Chinese investment rose marginally in June from the previous month, with projects valued at US$8.9 million accounting for 26% of total foreign direct investment (FDI) in the country.
The June figure was down slightly from April and from the same time last year, when China accounted for 38% of total FDI.
Thailand accounted for 18% of total FDI into Myanmar in June, second to China.
Official figures from the Myanmar Investment Commission (MIC) showed total FDI of $2.3 billion in the first three months of the 2015-16 financial year, but real investment amounts were likely to be higher.
Out of the $2.3 billion, the oil and gas sector alone accounted for $2 billion.
The figures so far this year are in line with the trend in fiscal 2014-15 when the country attracted $8 billion in investments, with about 40% of the total in oil and gas.
Politics has played a part in the slowing pace of Chinese FDI into Myanmar, exacerbated by the recent stock market plunge in China, said Sean Turnell, a professor of economics at Macquarie University in Sydney and longtime Myanmar-watcher.
"The stance of the government in Myanmar was cooler of course, and I think the Chinese also finally realised that they had overplayed their hand when they were the only real investor in the closing year of the old [military] regime," Prof Turnell told Asia Focus.
He added that too many exploitative deals agreed to by the former junta had caused hostility in Myanmar as a consequence, both sides saw the need for "something of a reset".
Local anger has stalled a number of large-scale hydroelectric projects, among them the China-backed Myitsone dam in Kachin State, which President Thein Sein suspended in 2011.
The $3.6-billion dam at the headwaters of the Irrawaddy River originally was to have been completed in 2017 but now the project's future is uncertain.

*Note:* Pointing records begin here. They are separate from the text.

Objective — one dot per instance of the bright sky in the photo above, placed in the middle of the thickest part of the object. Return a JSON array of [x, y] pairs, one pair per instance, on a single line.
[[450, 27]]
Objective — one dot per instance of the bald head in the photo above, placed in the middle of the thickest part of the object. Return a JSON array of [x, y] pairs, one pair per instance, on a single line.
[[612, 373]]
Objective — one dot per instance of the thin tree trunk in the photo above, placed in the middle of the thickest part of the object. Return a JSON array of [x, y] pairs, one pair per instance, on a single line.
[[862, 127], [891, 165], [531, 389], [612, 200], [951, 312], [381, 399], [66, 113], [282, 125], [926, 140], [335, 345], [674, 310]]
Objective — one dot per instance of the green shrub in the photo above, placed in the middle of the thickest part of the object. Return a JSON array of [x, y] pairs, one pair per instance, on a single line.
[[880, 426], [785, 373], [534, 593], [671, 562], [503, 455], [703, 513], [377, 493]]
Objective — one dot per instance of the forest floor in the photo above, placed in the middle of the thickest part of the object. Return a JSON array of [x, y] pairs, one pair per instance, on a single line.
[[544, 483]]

It would have a generating capacity of 6,000 megawatts of electricity, primarily for Yunnan province in southern China.
Despite such high-profile setbacks, Prof Turnell said he expected China to come back strongly.
"FDI levels are usually very 'lumpy' in the sense they are often big projects, spaced apart," he said. "I do expect Chinese FDI to bounce back."

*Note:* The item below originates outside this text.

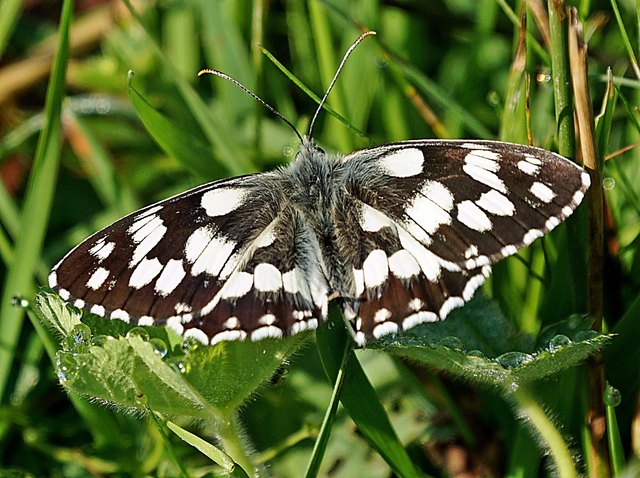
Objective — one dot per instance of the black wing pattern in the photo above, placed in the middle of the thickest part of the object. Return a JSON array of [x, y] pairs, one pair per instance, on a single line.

His conclusion appears to be supported by news of a memorandum of understanding signed last week between China, Thailand and Myanmar to develop the Mong Ton dam in northern Shan State.
Valued at $2 billion, at full capacity the dam would be able to produce more than 7,000 MW. It is expected that 90% of the electricity would be exported to China and Thailand.

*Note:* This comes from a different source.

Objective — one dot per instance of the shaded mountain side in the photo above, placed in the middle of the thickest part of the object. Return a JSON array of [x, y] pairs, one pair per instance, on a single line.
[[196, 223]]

Rumours that President Thein Sein might not seek a second term in the Nov 8 election also might encourage Chinese investors to return.
The president's office last week announced that Thein Sein would not contest the poll, but spokesmen reversed themselves a day later and said he had not ruled out seeking a second term.
Local media have been reporting that preparations are under way to develop the Myitsone dam once Thein Sein's term comes to an end. Reports surface periodically of site preparation work continuing despite the government's suspension of the project.
Prof Turnell said that if Thein Sein decided not to run again, the Chinese would be thankful that they had reached out to opposition leader Aung San Suu Kyi when she visited China last month, even though the constitution bars her from being the president.
"But I don't really see his decision as having much impact on Chinese FDI," he said.
"In the end, this will always be determined by the numbers, I think."